この「普通の女の子」カテゴリに似て非なる形で存在しているのが新垣結衣だと感じている。個人的に、不思議なほどに、新垣結衣に惹かれない。

「普通の女の子」にカテゴライズされるのが有村架純だとしたら、新垣結衣は圧倒的な透明感を常に保っている。どんな色にも毒されず、どんな役にもインスタントに染められながら、圧倒的なルックス人気で世を渡る。その渡り歩ける理由が演技力なのか、ルックスなのかは定かではないが、あまりの染められなさに雪肌精のCMキャラクターとして常に透明感を保っていなければならない、という強固な契約があるのではないかと思えるほどである。

「コード・ブルー」で冷静な判断を次々にこなすクルーリーダーをそつなくこなし、「逃げ恥」で小気味良いセリフをリズムよくジェスチャーと共に読みあげる。これまた問題がない。あまりにも問題がない、そつがない、マイナス要素がない。そして紅白では踊らない。踊れよ。

この透明感に個人的にはどうしても惹き寄せられる魅力を感じられないのだが、皆さんはどうか。やはり可愛いらしさへの憧れが勝つのだろうか。

逆に色が大量に混ぜられてどろっとしたほどの濃さを感じるのが満島ひかり。激論を交わした映像が残っている映画監督との早々の結婚から離婚、その後の熱愛模様などプライベートの色濃さもまた彼女自身の魅力を増しているようにも思えるが、圧倒的な癖の強さと見ているこちら側をぐさっと刺してくる演技力に惹かれる。これが新垣結衣と全く対照的で非常に惹かれる。刺される。

妹を殺害された被害者家族と加害者家族との関係性を描いた「それでも、生きてゆく」では、満島ひかり、瑛太、大竹しのぶの役者としての、一瞬一瞬の感情の粒をつなぎ合わせるように演じる、その演技のきめの細やかさに、文字通り画面から目を背けられない気持ちにさせられた。他の作品に対しては悲しかった、面白かった、切なかった、可愛かった、という「感想」だけが出てくるものだとすれば、作品の感情の動きに完璧に自分を持っていかれる感覚である。

演技力に、もしくは役者に優劣が本当にあるとすれば、この「持っていかれる感覚」をどうやって見る者に持たせるか、ということなのかも知れない。
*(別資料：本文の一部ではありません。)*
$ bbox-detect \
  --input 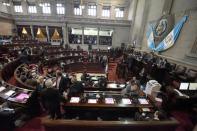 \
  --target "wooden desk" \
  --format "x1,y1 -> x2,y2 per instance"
63,92 -> 154,121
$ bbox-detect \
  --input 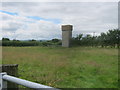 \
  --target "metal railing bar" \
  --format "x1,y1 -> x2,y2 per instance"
2,74 -> 57,89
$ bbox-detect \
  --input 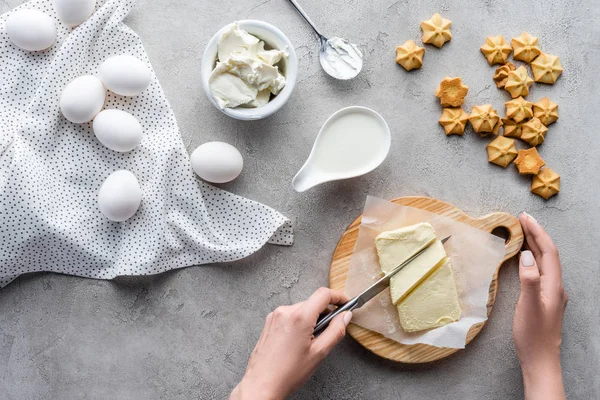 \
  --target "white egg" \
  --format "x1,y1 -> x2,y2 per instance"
99,55 -> 151,96
98,170 -> 142,222
6,9 -> 57,51
54,0 -> 96,27
190,142 -> 243,183
93,109 -> 143,152
60,75 -> 106,123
「満島ひかりさんに会いたい」とTBSドラマ「カルテット」での共演に対する思いを答えたのは吉岡里帆である。今では、京都からの典型的な這い上がりストーリーが散らつくようになったが、その情報以前に「カルテット」では大きなインパクトを残している。

「アリスちゃん」というかなりアンバランスなキャラクターを表現しきった彼女のインパクトはかなり大きかった。登場人物全員の不完全な人間性が作品を通して描かれる中で、最後まで意味合いを明かさないながらも鮮烈なキャラクター「アリス」、というもし私が役者だったら絶対この役が欲しい、と思う「めちゃくちゃいい役」を演じていた。

その演技の丁寧さは先クールの「ごめん、愛してる」でもきちんと発揮されているが、残念ながら作品としての魅力はいまいち、主演でありながらも「カルテット」での活躍は超えられない印象が残ってしまった。これもまた、どう作品に恵まれる俳優になるか、という途方も無い運の話に収束してしまった。